Part 1: Nose Tip Detection

This section splits the Danes dataset and its nose facial keypoints to train a model to predict nose data points for the test set. I implementated a Dataloader class to get the images and their nose point data. Here are some images plotted with ground-truth nose keypoints.

Ground truth nose keypoints plotted

Then, I created a convolutional neural network with 3 convolutional layers, 12, 24, and 32 layers, and kernel sizes 7x7, 5x5, and 3x3, respectively. I defined my prediction loss using MSE, and then trained it on the training set (first 32 people) for 25 epochs.

Training and Validation MSE loss over 25 epochs

For the images that detect the nose incorrectly, I believe this occurs because there are not as many images that train on angled facial expressions or are outliers. Comparing the two men whose heads are turned at 3/4 angle, I think the error occurs because the second man has a more prominent nasolabial fold which may influence the training and cause the neural network to mistake it for the tip of the nose.

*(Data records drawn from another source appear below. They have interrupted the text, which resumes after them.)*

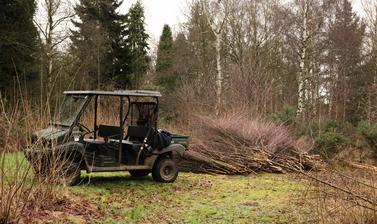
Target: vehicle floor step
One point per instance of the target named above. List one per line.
(118, 168)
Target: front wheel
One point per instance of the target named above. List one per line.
(71, 175)
(165, 170)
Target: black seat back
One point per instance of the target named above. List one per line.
(107, 131)
(137, 133)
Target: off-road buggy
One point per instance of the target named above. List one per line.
(134, 144)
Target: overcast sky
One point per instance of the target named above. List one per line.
(172, 12)
(160, 12)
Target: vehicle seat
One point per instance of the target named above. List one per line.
(137, 133)
(109, 132)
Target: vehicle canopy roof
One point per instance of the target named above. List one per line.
(136, 93)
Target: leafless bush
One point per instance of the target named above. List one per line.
(236, 143)
(346, 196)
(22, 189)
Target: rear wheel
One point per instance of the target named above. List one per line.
(71, 175)
(165, 170)
(139, 173)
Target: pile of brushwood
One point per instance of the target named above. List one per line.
(237, 144)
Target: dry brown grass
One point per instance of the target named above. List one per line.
(346, 196)
(21, 191)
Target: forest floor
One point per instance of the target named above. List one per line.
(193, 198)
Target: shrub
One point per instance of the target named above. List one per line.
(331, 141)
(287, 116)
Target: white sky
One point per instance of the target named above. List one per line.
(171, 12)
(158, 13)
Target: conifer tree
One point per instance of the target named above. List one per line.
(19, 43)
(164, 63)
(98, 42)
(345, 39)
(137, 42)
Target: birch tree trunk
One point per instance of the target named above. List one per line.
(216, 15)
(301, 79)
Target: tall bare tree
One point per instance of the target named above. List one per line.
(216, 13)
(52, 21)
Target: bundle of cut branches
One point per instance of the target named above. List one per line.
(236, 144)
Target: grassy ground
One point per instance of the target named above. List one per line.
(193, 198)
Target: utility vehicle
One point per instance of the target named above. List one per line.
(132, 144)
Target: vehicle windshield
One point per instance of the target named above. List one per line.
(69, 110)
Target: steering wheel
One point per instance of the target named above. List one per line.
(83, 128)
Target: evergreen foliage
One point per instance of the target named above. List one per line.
(165, 59)
(137, 42)
(98, 42)
(19, 44)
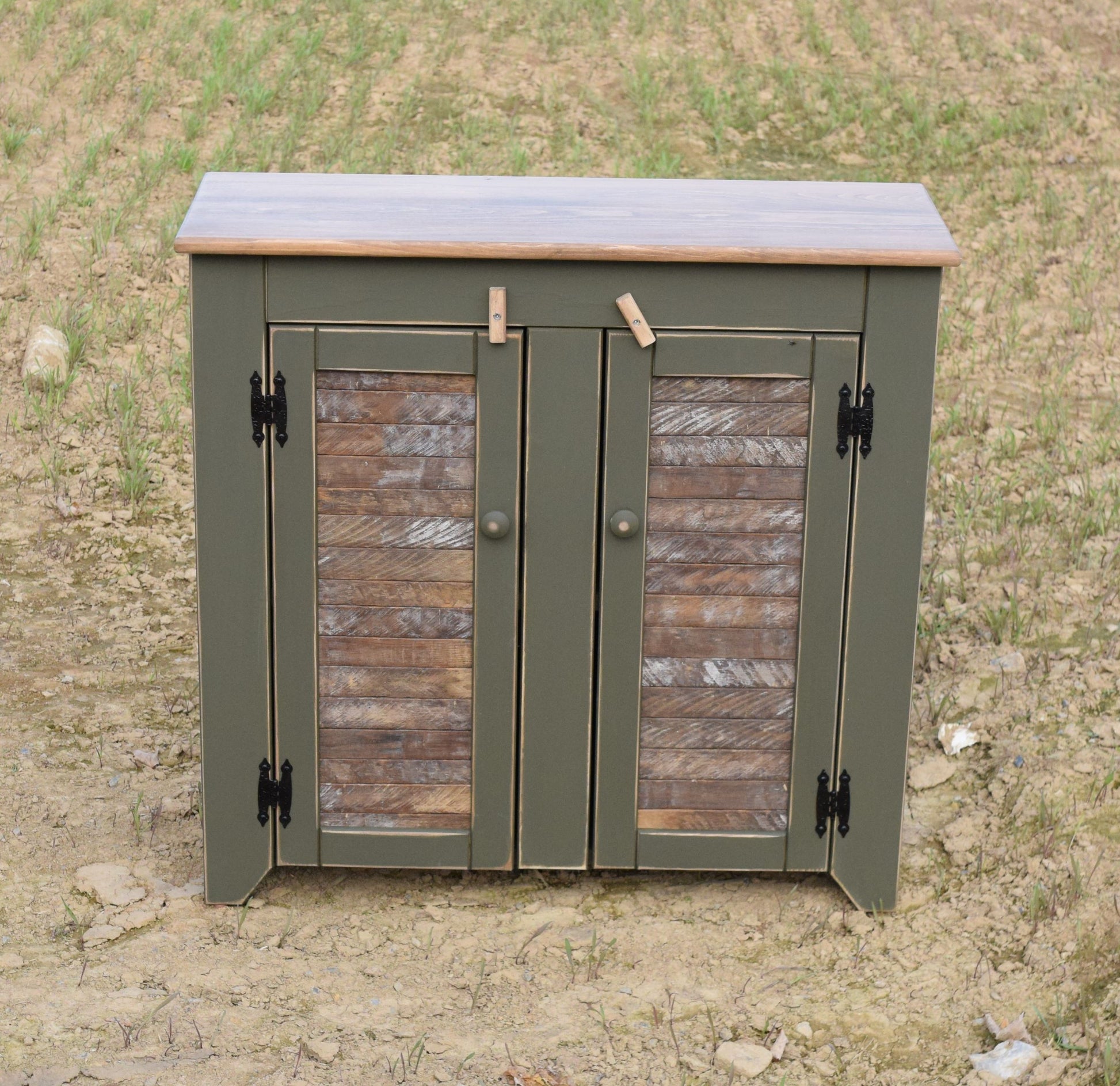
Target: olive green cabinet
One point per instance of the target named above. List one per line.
(491, 578)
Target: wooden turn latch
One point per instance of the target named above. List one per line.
(497, 315)
(637, 323)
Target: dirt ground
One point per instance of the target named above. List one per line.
(1011, 878)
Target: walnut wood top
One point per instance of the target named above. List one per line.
(567, 219)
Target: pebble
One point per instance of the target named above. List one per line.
(46, 357)
(322, 1049)
(931, 773)
(1007, 1061)
(743, 1061)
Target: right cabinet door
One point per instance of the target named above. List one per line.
(724, 548)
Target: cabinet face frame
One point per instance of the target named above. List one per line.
(298, 353)
(828, 362)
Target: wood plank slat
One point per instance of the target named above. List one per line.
(716, 515)
(717, 704)
(384, 744)
(398, 472)
(454, 595)
(749, 452)
(395, 622)
(343, 502)
(717, 735)
(394, 652)
(746, 548)
(727, 483)
(362, 563)
(436, 533)
(397, 714)
(728, 420)
(714, 765)
(745, 612)
(394, 440)
(397, 799)
(373, 381)
(700, 643)
(368, 821)
(708, 579)
(730, 390)
(399, 682)
(714, 795)
(422, 408)
(666, 671)
(716, 821)
(394, 772)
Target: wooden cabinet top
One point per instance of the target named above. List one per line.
(567, 219)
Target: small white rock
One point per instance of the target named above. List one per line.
(1008, 1061)
(136, 919)
(930, 774)
(322, 1049)
(111, 883)
(954, 738)
(1049, 1072)
(744, 1061)
(101, 933)
(46, 356)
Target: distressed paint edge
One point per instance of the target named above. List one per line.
(401, 849)
(660, 850)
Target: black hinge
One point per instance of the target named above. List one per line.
(273, 793)
(855, 422)
(268, 410)
(832, 804)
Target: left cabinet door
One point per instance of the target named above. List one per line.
(395, 512)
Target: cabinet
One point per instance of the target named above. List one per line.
(494, 590)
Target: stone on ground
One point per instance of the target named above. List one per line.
(743, 1061)
(46, 356)
(1008, 1062)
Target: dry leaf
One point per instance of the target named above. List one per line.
(540, 1076)
(1013, 1031)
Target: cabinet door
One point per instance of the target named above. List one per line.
(724, 541)
(394, 613)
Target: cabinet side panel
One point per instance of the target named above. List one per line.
(625, 459)
(228, 345)
(836, 361)
(561, 483)
(294, 593)
(886, 557)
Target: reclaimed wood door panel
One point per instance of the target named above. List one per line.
(704, 613)
(362, 418)
(699, 641)
(395, 620)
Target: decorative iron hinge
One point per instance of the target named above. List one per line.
(832, 804)
(268, 410)
(273, 793)
(855, 422)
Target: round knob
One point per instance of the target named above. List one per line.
(624, 524)
(494, 525)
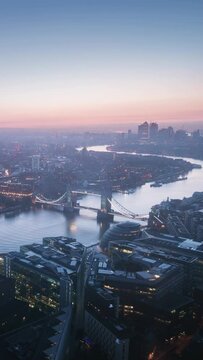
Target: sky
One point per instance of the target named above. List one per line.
(77, 63)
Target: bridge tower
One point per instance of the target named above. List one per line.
(104, 214)
(70, 204)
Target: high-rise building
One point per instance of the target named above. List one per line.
(143, 131)
(153, 130)
(35, 162)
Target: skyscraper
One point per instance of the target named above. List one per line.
(143, 131)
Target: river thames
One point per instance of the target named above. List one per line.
(33, 225)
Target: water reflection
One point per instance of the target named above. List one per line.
(33, 225)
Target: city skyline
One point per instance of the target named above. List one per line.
(106, 63)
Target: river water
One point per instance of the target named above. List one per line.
(33, 225)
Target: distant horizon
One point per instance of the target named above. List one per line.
(133, 126)
(95, 63)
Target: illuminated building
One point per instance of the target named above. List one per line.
(143, 131)
(35, 163)
(125, 231)
(153, 130)
(46, 277)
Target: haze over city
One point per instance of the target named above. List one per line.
(100, 63)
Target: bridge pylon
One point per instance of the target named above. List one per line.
(104, 214)
(69, 206)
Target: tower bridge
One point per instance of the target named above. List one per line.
(109, 206)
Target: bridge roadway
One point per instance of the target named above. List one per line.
(118, 208)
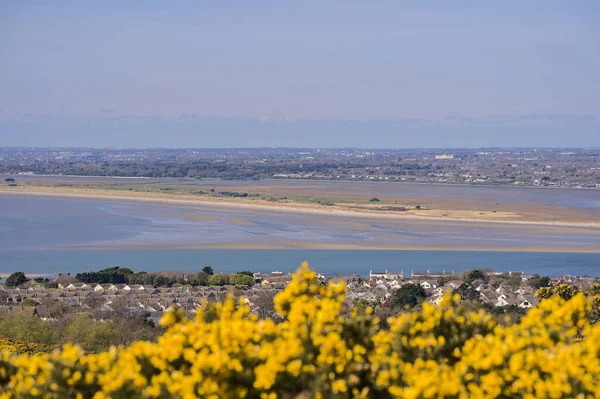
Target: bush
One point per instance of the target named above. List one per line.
(218, 279)
(240, 279)
(408, 295)
(16, 279)
(443, 351)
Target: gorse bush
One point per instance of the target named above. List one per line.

Images that detect correctly
Images that detect incorrectly

I tested changing my hyperparameters (learning rate and filter size) and the results were actually better...

Before and after changing hyperparameters (learning rate from 0.001 to 0.005, and filter size 5x5)
New MSE after changing hyperparameters

Part 2: Full Facial Keypoints Detection

In this section, I expanded upon part 1 to train a set that predicted all 58 facial keypoints on a face. I rewrote my Dataloader to import all the points of the face and plot them. To augment my data, I randomly rotated my faces and their points to be considered as extra data for the training set.

Ground truth keypoints plotted

For the images that detect the full face incorrectly, this may have to do with the lighting on the faces, which is darker / not as evenly lit as the successful matches. It also might have been an error on my part, as it seems like the predicted points look like they're the same, which might mean that I didn't plot the output points correctly.

Images that detect correctly
Images that detect incorrectly

For my training hyperparameters, I used 5 layers with 12, 16, 20, 24, and 28 channels, with 7x7 to 3x3 kernel size for each layer (7x7, 6x6, 5x5, and so on.) I used ReLU for nonlinearity and maxpool layers as well.